Pour Laure Fillette, l’un des discours les plus toxiques au cœur du développement personnel est celui du positivisme à tout prix. “Aujourd’hui on cherche à annihiler la capacité des gens, et en particulier celle des femmes, à dire non. Connaître et accepter ses limites est extrêmement important pour l’être humain. Parfois, il faut savoir renoncer à un idéal pour avancer.” La psychologue met en lumière une forme de conformisme qui se cache derrière chacune de ces méthodes, niant l’existence même de l’imperfection. Un conformisme dangereux car la notion de femme parfaite - un carcan imaginé par le patriarcat pour réprimer les femmes - se nourrit de clichés de genre, de standards impossibles à atteindre, d’inégalités sociales et de culpabilité. Au-delà de son antiféminisme criant, l’idée de femme parfaite représente autant une menace à la solidarité féminine qu’à l’empowerement individuel.

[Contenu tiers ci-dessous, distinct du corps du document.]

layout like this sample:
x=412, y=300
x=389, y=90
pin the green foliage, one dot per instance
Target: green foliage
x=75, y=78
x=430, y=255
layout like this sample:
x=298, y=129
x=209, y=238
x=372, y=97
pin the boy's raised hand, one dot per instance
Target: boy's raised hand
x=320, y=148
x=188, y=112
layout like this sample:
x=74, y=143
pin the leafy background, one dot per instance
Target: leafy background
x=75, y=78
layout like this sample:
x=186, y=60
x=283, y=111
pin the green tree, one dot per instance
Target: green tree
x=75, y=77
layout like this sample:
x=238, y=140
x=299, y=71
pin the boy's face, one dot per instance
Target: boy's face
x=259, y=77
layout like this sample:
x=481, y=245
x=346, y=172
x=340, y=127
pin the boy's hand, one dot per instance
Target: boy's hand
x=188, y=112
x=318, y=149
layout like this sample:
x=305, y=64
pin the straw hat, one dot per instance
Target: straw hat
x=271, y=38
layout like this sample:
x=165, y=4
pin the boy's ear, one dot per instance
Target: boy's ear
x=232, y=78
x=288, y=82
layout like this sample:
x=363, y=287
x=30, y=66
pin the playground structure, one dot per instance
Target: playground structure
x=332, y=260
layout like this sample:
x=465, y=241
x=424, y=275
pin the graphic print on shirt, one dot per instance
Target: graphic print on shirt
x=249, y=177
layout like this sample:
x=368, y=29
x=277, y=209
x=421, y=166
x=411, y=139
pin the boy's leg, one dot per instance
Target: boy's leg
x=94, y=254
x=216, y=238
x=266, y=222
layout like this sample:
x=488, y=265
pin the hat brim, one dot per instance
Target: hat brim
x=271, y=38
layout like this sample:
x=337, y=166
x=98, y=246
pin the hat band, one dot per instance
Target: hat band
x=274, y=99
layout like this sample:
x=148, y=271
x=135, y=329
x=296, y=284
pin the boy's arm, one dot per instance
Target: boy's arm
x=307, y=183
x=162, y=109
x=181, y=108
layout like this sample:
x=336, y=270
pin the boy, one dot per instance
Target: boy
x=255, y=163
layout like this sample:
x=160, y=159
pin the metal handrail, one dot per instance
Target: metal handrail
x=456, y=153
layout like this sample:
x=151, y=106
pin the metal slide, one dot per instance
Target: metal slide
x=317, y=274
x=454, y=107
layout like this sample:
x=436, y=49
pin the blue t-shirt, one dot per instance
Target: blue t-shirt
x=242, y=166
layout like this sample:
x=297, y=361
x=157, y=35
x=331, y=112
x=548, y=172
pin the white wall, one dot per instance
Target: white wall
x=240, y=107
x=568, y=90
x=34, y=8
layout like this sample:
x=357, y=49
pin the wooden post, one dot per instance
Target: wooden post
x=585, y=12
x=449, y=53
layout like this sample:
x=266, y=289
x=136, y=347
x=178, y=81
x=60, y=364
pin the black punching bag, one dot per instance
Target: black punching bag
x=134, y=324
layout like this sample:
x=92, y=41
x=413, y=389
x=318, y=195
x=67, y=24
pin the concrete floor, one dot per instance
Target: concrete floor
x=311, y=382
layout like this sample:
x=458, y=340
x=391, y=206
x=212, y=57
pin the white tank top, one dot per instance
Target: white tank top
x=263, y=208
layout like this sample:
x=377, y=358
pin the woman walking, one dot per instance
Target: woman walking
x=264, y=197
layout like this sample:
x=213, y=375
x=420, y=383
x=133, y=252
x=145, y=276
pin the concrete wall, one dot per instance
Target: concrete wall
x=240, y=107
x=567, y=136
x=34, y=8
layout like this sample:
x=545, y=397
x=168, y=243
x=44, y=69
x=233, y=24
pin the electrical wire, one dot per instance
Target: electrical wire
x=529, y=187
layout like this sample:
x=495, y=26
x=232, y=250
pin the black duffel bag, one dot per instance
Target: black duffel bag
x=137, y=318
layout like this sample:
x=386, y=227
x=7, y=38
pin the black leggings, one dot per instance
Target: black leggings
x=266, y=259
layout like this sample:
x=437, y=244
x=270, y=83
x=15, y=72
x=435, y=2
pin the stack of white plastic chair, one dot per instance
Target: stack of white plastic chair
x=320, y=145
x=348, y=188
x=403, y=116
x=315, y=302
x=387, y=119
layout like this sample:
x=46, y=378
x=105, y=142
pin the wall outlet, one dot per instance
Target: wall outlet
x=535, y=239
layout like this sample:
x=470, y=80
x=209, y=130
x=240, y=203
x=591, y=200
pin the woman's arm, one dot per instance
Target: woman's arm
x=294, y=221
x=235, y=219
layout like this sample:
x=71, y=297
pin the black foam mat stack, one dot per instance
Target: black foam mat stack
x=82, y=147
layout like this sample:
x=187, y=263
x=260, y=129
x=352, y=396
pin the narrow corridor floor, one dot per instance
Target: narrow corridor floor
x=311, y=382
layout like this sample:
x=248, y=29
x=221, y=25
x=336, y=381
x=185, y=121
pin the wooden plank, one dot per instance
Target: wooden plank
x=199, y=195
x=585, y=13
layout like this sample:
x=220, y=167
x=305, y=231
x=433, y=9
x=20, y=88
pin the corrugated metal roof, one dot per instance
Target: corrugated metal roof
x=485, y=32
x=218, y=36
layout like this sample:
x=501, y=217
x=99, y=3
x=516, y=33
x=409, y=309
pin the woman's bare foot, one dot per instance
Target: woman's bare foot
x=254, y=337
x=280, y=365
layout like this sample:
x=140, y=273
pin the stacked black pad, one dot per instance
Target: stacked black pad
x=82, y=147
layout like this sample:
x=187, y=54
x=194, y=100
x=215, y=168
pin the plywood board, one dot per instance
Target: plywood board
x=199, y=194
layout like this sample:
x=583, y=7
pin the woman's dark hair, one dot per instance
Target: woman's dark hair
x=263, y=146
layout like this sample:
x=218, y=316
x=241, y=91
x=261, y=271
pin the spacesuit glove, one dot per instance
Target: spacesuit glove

Face aux injonctions : apprendre à dire non
Comment résister face à cette multitude d’injonctions? Pour Marianne Power qui vient de sortir un second livre sur les joies d’un célibat assumé, titré “Love Me!”, une solution concrète existe. “Aucun être humain n’est parfait et tant mieux ! Essayer douze méthodes différentes de développement personnel m’a permis de prendre conscience que je n’avais pas réellement besoin de changer. Je pense qu’il faut tendre à accepter l’existence d’aspects de nous-mêmes que nous n’aimons pas. La plupart d’entre nous avons le sentiment d’être inadéquates mais ce n’est pas une “solution” que de dépenser des fortunes pour suivre des règles imaginées par un inconnu.”
De son côté, Laure Fillette rappelle l’importance de fixer et respecter ses propres limites. “Les femmes ne sont pas tenues d’être plus résilientes que les hommes”, souligne-t-elle. “On n’insistera jamais assez sur l’importance de l’importance de savoir dire non”. Le ton est donné. Face aux diktats anti-féministes, le mot d'ordre c’est non.